Marcel Kilgus writes:

> > I already use this keystroke in a number of my programs for the purpose
(F5
> > in Qwirc, FF and others, and F10 in older programs) so in my case Id
want to
> > override, disable or avoid this facility in individual programs.
>
> Why? It wouldn't change the behaviour of your program at all. It would
> just add the additional feature of reacting to F10 within a read-line
> trap (instead of doing nothing at all).

Just trying to be controversial in these quiete times ;)

There are however some good reasons. A number of my programs (and
probably  other people's too) have their own line editor using editing
keystrokes that are not understood by the edlin trap. In FF and Qwirc,
for example, I use F5 to stuff the resulting string into the global stuffer
buffer and F10 to stuff it into a local buffer. This is so you have a
CHOICE:
A frequently used file name might be held in the global stuffer buffer while
intermediate or more dynamic data can be held in the local buffer.

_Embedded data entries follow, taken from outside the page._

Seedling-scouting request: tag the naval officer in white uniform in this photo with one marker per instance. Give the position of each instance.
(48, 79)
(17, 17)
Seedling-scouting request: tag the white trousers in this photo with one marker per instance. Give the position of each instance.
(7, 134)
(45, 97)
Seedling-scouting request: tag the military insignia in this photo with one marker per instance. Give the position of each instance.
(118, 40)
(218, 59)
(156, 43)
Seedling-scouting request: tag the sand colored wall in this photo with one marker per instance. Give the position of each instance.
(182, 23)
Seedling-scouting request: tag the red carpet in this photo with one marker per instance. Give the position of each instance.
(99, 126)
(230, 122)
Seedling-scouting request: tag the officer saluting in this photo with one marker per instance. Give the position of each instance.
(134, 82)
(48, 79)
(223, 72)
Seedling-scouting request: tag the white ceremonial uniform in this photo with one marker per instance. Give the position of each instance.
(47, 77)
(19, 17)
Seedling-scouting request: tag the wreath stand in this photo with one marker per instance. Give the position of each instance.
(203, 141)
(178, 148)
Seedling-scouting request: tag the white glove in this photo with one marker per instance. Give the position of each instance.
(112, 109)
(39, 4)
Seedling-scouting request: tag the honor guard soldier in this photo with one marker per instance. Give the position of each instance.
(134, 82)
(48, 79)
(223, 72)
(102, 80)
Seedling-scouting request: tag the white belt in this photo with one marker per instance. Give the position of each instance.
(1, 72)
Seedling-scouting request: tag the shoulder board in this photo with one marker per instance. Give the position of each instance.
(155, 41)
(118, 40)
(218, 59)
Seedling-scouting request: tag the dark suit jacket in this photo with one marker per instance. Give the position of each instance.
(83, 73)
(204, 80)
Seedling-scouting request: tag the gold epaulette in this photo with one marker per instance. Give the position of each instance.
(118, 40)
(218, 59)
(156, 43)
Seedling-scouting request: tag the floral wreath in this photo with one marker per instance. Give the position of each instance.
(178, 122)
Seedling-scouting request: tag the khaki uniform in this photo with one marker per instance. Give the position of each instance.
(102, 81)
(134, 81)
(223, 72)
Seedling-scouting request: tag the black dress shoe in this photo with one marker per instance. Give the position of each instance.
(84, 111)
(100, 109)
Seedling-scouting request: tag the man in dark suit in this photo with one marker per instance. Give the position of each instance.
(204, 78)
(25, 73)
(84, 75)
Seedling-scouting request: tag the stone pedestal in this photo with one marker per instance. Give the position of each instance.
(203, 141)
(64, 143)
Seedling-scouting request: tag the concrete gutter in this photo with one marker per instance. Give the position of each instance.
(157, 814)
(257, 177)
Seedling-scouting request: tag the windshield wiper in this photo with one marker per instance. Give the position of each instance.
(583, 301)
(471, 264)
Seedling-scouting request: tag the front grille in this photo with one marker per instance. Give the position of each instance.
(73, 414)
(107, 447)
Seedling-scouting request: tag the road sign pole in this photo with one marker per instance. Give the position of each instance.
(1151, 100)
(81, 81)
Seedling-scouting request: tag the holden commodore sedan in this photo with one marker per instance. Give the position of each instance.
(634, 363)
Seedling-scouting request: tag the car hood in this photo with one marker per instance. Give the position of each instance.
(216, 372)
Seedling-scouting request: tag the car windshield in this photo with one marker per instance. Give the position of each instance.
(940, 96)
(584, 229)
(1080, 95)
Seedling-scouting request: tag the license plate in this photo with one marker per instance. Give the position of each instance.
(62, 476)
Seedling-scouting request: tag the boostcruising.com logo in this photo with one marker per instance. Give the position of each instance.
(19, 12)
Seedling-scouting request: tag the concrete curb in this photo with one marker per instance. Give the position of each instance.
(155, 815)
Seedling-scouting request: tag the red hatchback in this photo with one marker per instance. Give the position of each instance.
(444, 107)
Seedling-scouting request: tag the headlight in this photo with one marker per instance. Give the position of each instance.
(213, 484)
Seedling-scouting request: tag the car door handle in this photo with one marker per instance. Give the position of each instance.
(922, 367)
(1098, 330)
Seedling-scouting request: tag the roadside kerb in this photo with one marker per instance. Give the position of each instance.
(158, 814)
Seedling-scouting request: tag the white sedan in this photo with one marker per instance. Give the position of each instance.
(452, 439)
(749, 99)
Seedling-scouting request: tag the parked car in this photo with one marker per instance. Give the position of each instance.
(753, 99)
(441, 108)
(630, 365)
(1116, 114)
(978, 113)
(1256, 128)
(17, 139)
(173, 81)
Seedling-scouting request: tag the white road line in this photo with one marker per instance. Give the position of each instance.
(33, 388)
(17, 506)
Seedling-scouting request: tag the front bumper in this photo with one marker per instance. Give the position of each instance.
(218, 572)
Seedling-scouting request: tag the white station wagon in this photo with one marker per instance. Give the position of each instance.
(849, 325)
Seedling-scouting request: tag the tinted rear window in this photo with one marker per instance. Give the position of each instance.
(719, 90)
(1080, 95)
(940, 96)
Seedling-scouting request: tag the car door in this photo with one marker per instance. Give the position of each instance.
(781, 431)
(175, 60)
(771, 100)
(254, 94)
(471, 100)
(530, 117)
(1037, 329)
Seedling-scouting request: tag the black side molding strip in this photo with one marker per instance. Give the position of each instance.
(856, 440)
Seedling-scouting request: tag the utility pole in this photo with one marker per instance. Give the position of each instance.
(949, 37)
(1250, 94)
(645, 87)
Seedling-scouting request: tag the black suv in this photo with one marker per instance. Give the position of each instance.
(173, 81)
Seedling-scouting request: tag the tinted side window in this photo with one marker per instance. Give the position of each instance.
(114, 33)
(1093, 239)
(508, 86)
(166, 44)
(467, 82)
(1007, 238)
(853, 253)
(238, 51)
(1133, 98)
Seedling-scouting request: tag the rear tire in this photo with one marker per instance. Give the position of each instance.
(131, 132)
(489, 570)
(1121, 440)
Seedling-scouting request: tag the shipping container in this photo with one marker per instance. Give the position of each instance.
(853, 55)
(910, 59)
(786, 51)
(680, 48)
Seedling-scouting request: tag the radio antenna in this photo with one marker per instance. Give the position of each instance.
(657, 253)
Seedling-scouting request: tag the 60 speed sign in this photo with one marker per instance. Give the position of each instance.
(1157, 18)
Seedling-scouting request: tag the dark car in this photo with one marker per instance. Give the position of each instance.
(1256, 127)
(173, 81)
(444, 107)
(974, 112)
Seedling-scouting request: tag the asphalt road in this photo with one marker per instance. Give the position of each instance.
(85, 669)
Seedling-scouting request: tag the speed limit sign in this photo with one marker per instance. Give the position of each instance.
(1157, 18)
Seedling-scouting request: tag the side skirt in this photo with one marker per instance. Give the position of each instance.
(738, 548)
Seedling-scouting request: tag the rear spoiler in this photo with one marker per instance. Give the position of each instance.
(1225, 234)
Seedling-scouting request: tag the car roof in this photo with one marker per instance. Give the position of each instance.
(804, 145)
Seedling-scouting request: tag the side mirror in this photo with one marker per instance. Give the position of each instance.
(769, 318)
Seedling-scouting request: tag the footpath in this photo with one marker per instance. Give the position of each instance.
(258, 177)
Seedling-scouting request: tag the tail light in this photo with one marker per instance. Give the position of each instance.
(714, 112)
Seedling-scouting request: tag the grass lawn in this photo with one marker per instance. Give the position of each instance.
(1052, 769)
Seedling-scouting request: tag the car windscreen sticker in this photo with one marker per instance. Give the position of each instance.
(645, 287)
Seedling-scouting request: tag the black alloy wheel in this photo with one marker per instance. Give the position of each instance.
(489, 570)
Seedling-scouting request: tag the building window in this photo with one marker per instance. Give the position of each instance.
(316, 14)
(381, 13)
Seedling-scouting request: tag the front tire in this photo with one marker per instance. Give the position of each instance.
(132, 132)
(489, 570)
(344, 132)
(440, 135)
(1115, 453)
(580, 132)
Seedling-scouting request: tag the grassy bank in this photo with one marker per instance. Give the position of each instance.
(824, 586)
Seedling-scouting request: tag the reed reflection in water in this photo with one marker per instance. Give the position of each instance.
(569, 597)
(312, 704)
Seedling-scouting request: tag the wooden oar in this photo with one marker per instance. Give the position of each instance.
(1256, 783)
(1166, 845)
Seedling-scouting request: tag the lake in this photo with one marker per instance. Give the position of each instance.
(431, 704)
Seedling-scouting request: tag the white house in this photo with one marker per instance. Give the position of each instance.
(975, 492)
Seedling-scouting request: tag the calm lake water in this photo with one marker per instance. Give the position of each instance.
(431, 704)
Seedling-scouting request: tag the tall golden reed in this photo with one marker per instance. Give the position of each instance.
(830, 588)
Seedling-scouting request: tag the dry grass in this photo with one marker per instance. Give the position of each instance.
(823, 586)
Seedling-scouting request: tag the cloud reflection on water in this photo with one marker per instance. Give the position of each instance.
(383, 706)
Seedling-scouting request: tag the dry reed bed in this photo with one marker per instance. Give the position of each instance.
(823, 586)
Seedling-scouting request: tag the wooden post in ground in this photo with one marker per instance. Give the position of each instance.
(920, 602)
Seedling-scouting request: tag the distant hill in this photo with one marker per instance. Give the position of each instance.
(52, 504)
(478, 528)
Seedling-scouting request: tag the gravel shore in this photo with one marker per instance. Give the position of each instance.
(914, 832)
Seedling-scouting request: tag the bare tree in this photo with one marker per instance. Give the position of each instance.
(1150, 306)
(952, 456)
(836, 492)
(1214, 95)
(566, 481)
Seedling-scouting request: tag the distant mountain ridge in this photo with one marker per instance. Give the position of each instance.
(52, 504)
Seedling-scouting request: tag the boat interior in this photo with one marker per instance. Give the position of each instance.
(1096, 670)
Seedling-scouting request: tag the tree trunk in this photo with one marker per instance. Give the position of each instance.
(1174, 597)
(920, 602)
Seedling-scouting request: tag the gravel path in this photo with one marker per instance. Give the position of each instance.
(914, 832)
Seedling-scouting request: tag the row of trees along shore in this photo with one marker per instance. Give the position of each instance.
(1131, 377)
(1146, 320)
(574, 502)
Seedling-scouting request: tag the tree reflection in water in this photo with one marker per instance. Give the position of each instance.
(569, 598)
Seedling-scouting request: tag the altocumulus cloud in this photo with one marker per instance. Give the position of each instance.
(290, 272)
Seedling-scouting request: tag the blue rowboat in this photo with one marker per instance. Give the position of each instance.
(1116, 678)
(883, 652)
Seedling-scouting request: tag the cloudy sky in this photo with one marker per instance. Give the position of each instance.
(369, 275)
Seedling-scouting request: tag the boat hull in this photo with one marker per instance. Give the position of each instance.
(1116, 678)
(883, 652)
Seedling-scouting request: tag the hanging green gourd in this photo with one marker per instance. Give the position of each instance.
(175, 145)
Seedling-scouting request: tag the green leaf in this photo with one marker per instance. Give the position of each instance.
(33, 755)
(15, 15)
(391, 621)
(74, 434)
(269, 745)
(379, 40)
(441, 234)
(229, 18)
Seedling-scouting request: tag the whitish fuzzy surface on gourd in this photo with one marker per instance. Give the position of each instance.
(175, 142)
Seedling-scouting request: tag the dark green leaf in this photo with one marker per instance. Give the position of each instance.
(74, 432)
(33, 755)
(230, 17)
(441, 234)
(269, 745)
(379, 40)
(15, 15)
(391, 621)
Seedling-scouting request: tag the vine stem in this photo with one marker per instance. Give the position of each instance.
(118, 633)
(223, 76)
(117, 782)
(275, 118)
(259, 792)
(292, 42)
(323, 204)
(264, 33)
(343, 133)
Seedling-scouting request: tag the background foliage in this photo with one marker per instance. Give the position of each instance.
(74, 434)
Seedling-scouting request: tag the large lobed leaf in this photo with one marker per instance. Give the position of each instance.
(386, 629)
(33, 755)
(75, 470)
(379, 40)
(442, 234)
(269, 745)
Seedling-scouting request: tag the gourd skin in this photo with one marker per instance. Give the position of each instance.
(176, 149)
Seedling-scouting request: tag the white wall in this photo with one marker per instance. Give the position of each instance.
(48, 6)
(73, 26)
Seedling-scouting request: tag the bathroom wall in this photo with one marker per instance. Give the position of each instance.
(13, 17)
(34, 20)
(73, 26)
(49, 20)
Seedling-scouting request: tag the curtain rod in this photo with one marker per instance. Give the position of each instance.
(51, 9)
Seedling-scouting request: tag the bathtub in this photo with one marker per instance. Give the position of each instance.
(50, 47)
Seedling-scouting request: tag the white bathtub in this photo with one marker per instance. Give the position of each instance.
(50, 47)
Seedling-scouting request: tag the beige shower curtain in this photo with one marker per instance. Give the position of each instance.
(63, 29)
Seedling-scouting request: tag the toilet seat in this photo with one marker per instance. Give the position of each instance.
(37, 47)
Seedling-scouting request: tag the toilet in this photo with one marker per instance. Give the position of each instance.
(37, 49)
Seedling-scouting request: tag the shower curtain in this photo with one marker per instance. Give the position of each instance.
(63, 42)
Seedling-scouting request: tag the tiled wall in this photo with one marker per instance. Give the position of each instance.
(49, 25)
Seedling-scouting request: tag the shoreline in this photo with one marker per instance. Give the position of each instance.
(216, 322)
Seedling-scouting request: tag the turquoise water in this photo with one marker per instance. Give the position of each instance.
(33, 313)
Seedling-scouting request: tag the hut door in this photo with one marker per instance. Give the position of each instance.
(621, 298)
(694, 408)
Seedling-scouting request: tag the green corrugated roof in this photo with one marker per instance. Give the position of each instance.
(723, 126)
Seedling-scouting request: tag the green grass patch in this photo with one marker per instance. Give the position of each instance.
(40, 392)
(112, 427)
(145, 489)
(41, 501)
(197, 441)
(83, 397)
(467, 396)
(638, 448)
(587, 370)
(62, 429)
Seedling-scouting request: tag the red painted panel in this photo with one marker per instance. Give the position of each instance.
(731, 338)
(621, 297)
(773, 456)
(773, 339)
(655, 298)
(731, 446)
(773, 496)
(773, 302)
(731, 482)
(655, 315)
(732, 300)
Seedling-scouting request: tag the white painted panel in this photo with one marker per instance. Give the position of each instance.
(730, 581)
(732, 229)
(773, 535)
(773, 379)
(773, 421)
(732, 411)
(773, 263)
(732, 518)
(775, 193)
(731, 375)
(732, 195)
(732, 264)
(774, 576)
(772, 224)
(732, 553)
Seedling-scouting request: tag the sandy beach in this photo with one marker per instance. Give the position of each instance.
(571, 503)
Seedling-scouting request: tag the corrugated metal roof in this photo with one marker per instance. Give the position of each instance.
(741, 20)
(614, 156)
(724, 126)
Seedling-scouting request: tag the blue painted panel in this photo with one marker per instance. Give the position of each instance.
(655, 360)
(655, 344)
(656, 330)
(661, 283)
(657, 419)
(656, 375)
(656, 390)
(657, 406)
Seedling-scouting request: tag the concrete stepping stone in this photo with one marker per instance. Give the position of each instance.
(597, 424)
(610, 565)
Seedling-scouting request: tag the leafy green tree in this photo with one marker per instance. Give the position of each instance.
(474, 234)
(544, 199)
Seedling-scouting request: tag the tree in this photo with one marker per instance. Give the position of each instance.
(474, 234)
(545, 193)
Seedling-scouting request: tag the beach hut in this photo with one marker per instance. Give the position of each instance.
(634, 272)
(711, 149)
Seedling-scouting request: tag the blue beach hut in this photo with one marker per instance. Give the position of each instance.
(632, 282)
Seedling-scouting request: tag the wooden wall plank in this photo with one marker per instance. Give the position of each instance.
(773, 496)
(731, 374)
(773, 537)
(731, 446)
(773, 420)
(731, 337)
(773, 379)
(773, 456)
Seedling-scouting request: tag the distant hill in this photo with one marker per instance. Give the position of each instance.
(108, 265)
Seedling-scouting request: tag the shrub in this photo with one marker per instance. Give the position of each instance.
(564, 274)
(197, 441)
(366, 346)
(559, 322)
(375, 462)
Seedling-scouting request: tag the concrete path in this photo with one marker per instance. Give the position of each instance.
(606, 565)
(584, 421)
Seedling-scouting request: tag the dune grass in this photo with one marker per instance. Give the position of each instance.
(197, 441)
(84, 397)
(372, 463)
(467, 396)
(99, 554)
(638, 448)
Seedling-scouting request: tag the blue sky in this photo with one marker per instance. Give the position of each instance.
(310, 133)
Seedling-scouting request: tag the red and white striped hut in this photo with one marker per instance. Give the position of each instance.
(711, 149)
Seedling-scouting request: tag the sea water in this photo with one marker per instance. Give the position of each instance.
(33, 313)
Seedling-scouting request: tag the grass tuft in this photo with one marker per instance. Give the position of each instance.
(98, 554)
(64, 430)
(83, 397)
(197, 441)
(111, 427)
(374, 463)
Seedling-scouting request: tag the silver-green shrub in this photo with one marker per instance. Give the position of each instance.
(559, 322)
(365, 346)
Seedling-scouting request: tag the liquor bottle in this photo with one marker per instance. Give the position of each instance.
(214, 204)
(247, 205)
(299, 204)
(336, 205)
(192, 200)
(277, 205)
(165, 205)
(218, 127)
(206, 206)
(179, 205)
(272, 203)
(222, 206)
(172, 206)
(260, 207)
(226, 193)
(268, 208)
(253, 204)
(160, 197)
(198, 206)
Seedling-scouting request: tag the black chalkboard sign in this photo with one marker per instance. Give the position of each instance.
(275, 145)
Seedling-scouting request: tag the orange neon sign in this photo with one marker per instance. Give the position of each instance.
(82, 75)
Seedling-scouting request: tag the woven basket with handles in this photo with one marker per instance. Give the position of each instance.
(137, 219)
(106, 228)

In some older programs I use a different scheme, with F10 stuffing the
edited string into the stuffer buffer. Those, and any other existing
programs that do something similar, will find that they get two copies of
the keyboard queue contents. The first copy would hold what iob.edlin thinks
is the resultant string (accessed by Alt+Shift+Space or equivalent) while
the second would hold what your program knows to be the correct version.
Disconcerting, messy and quite unnecessary, methinks.